Well, I am not very good with the math, but if there is a fault tolerance 1 disk: 3TB - 0.5TB = 2.5TB (This doesn't even include the journal records necessary to recover the failed disk).
And my question is: how can that thing be 2.72TB and can it really sustain 1 disk failure without losing data or damage the array?

Thank you.


----------



## usdmatt (Mar 6, 2013)

Don't ask me for the exact reasoning but `# zpool list` shows the 'raw' capacity of the pool before redundancy which should be about the space of 6x500GB drives. (at least with raidz)

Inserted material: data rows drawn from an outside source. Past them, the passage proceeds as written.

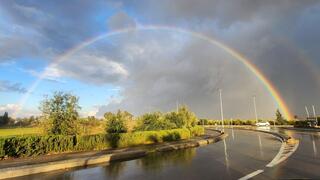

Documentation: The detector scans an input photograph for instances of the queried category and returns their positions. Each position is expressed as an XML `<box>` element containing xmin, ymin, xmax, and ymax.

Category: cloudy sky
<box><xmin>0</xmin><ymin>0</ymin><xmax>320</xmax><ymax>118</ymax></box>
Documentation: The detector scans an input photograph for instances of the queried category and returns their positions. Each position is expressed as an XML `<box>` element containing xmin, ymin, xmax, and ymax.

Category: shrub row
<box><xmin>198</xmin><ymin>119</ymin><xmax>256</xmax><ymax>125</ymax></box>
<box><xmin>0</xmin><ymin>126</ymin><xmax>204</xmax><ymax>159</ymax></box>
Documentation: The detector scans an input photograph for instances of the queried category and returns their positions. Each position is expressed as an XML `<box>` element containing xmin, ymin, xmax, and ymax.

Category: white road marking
<box><xmin>239</xmin><ymin>169</ymin><xmax>263</xmax><ymax>180</ymax></box>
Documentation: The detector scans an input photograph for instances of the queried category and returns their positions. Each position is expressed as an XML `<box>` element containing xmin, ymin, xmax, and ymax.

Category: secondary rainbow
<box><xmin>15</xmin><ymin>25</ymin><xmax>292</xmax><ymax>119</ymax></box>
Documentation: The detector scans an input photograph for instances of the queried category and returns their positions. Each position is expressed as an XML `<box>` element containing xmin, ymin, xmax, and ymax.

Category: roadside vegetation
<box><xmin>0</xmin><ymin>92</ymin><xmax>204</xmax><ymax>158</ymax></box>
<box><xmin>0</xmin><ymin>92</ymin><xmax>316</xmax><ymax>159</ymax></box>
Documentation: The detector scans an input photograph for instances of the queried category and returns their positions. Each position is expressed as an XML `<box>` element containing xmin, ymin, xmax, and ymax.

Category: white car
<box><xmin>256</xmin><ymin>122</ymin><xmax>270</xmax><ymax>126</ymax></box>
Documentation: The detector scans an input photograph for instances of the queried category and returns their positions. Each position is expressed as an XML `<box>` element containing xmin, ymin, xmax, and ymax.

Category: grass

`# zfs list` shows the useable space which is 5x500GB. 1.99TB + 238GB = 2.228TB which is about right for 5 500GB drives.


----------



## SirDice (Mar 6, 2013)

gnoma said:
			
		

> can it really sustain 1 disk failure without losing data or damage the array?


Yes, that's the whole point of RAID-5 and RAID-Z (they are similar but not exactly the same).

http://en.wikipedia.org/wiki/Non-standard_RAID_levels#RAID-Z


----------



## sub_mesa (Mar 7, 2013)

I would give a slightly more nuanced answer.

ZFS can no longer protect your files when it loses its redundancy. If bad sectors were to occur at any of the remaining disks, this could lead to dataloss.

However, thanks to ZFS employing ditto copies - aka copies=2 - for all ZFS metadata, this means ZFS does gain protection against bad sectors that affect metadata. Unless you are extremely unlucky and a bad sector occurs at both copies, you should be fine without any corruption to the ZFS filesystem itself. ZFS will then list any affected files in the zpool status -v output, which have become inaccessible due to the bad sector and loss of redundancy.

If you still had redundancy (i.e. a complete mirror, complete RAID-Z, single-degraded RAID-Z2 or double-degraded RAID-Z3) - ZFS would still be able to fix virtually all bad sectors on the fly.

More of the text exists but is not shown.